From the outset, Cattin and Christian made it their mission to master the many complex manufacturing stages of the watchmaking process, and to make Oris a company capable of developing its own pocket watch movements.
A new Chapter
In the late 1920s, the company was bought by a group of investors after the last of the two founders died. It was led by Jacques-David LeCoultre, Antoine LeCoultre’s grandson and the man who merged with Edmond Jaeger to form Jaeger-LeCoultre in 1937.

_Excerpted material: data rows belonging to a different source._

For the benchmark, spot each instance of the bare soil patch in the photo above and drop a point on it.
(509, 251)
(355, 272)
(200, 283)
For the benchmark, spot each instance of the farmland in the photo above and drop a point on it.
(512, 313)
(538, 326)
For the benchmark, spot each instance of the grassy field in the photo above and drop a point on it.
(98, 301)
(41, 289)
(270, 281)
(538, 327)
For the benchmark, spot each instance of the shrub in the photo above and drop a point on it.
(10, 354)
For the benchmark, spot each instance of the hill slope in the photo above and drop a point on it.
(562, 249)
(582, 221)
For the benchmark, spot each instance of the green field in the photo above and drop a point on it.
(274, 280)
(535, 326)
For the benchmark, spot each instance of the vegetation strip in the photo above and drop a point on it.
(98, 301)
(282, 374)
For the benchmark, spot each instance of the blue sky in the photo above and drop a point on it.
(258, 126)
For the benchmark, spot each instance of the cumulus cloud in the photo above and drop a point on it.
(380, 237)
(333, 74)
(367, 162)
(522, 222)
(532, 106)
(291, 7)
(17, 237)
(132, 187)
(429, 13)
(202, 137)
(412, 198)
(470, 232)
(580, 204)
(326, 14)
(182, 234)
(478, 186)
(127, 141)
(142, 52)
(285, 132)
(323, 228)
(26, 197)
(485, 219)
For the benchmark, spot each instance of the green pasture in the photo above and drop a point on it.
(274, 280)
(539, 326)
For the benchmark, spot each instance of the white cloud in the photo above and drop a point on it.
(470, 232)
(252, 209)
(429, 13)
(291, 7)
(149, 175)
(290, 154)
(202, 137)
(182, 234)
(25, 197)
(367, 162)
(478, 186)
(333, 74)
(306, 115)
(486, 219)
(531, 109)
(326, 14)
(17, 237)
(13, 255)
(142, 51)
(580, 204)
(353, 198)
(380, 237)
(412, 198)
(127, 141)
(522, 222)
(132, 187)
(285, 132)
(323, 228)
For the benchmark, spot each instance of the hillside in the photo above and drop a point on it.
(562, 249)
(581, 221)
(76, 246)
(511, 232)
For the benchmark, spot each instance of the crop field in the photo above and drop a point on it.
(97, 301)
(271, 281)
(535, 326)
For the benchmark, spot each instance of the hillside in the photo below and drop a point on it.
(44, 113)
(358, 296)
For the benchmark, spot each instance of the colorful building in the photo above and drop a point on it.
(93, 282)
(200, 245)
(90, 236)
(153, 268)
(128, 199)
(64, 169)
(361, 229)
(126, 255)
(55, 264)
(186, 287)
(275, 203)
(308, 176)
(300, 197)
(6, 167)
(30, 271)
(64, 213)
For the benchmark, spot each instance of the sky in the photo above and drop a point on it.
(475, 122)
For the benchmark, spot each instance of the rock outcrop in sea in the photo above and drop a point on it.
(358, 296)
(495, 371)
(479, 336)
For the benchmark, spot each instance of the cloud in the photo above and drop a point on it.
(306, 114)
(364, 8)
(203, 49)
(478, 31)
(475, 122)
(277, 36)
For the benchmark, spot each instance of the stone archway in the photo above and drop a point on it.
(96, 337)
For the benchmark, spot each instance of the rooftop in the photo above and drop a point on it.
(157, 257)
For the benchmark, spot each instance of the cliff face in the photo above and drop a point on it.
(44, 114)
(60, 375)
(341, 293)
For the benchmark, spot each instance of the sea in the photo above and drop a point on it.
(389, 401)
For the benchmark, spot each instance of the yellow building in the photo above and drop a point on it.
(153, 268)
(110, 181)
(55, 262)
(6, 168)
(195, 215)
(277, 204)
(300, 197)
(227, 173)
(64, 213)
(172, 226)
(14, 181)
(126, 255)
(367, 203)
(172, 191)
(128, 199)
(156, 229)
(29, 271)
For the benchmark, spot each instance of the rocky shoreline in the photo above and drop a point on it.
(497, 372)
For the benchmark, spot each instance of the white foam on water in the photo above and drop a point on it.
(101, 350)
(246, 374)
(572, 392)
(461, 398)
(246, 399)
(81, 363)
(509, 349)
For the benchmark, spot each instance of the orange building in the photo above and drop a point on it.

By the time war broke out in Europe, Oris had established itself as one of the leaders in quality Swiss timepieces. During the war, with its distribution network stymied, Oris turned to producing clocks, which led to the ground-breaking 8-day power reserve model launched in 1949. At that stage, the company produced more than 200,000 watches and clocks a year.
The post-war Boom
After the war, the company continued on an upward curve. By 1970, it was one of the world’s 10 largest watch companies, employing more than 800 people and producing 1.2 million watches and clocks a year. The continous development of new manufacture movements was key for the company’s development.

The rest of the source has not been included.